# Raising the rear on a 70 GTO



## 70_GTO_JUDGE (Dec 8, 2010)

Any thoughts on raising the rear an inch or two on a 70 GTO, back in the day we would use air shocks which would break the mount over time.


----------



## ALKYGTO (Mar 29, 2010)

What springs are you using? A switch to heavy duty or wagon springs will get your rear in the air. I personally use stock springs with drag bags, not to raise it so much but to add support and to tune my launch so the car takes off straight.


----------



## Jared (Apr 19, 2013)

You could try spring spacers

http://www.summitracing.com/search/...tch&SortOrder=Ascending&keyword=spring spacer


----------



## Ace (Mar 9, 2014)

Wagon springs, drag bags, spring spacers, or a combination of the them depending on the ride and amount of lift you're looking for. :thumbsup:


----------



## geeteeohguy (Feb 2, 2008)

What Alky said. The Air Lift bags are a quick, easy install, last forever, and improve traction and handling if plumbed individually. Cheap, too. Can't go wrong with 'em.


----------



## 70_GTO_JUDGE (Dec 8, 2010)

I'd like to go back and forth to stock wheels and fat wheels on the back without changing the coil springs every time. I'm under the impression that the air bags inside the coil springs will not raise the rear, only keeps it from going down if there is a heavy load. Maybe I'm thinking of a different system. I need to raise the rear maybe 1-2 inches


----------



## Instg8ter (Sep 28, 2010)

Wagon springs and air bags, how fat of wheels are you talking? IMO the stockers will look silly, small with the rear jacked up that much, so you either want airshocks (cheap and harsh) or go to a fully adjustable coil over shock set-up (big bucks!!!)


----------



## Matthew (Feb 11, 2011)

Spacers work well. If you use a spacer, you need the equal length of a shock mount extension on the top. Matt


----------



## ALKYGTO (Mar 29, 2010)

70_GTO_JUDGE said:


> I'd like to go back and forth to stock wheels and fat wheels on the back without changing the coil springs every time. I'm under the impression that the air bags inside the coil springs will not raise the rear, only keeps it from going down if there is a heavy load. Maybe I'm thinking of a different system. I need to raise the rear maybe 1-2 inches


You never want to run a wheel/tire combo that will rub if the car is not raised. Ever.


----------



## Instg8ter (Sep 28, 2010)

5" offset 15x9 wheels, a little rolling of the wheel well lip, some wagon springs and airbags and you should be able to get 275-295 tires with a factory stance.


----------



## Indecision (Oct 24, 2010)

Do they make A body air suspension systems? I know they have a reputation for use in low-rider trucks and whatnot. But when done right they can be performance as well. Then all you have to do is tap a button and you can immediately change the ride height. 

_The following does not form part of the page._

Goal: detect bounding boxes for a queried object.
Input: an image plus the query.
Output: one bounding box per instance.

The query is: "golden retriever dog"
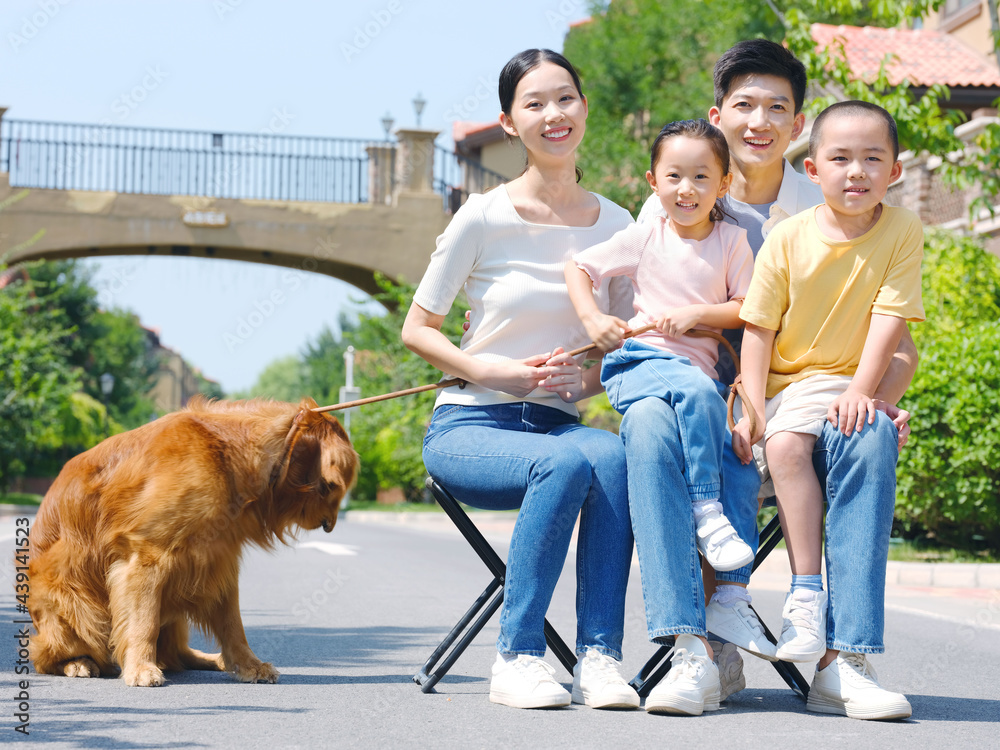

I'd rock one of these on my car if they had em for us... Chevrolet Camaro Performance Air Suspension Kit | Air Lift Performance


----------



## 70_GTO_JUDGE (Dec 8, 2010)

I like the coil spring air bags! I'm thinking the airbags with air shocks is the way to go, not sure how much lift I will get with the air bags alone, maybe buy the air bags first and see how much lift I get. 

I have heard that the shock mount can be re enforced to prevent it from breaking....:yesnod:


----------



## 70_GTO_JUDGE (Dec 8, 2010)

Indecision said:


> Do they make A body air suspension systems? I know they have a reputation for use in low-rider trucks and whatnot. But when done right they can be performance as well. Then all you have to do is tap a button and you can immediately change the ride height.
> 
> I'd rock one of these on my car if they had em for us... Chevrolet Camaro Performance Air Suspension Kit | Air Lift Performance



That sounds terribly expensive.


----------



## Indecision (Oct 24, 2010)

Yeah... the full digital Camaro kit is like $4500 I think. But I'd love to be able to hit a button and go from track car to Cadillac.


----------



## 70_GTO_JUDGE (Dec 8, 2010)

That would be awesome...but I have so much cash wrapped up in this car $4500 cant happen.

I did order the air bags though...$81 free shipping on Amazon.:wink2:


----------



## Indecision (Oct 24, 2010)

I can't afford it either... I can't even afford some repro Rally IIs and new BFG Radial T/As, let alone the suspension, lol. I just think it's awesome, and I want some.


----------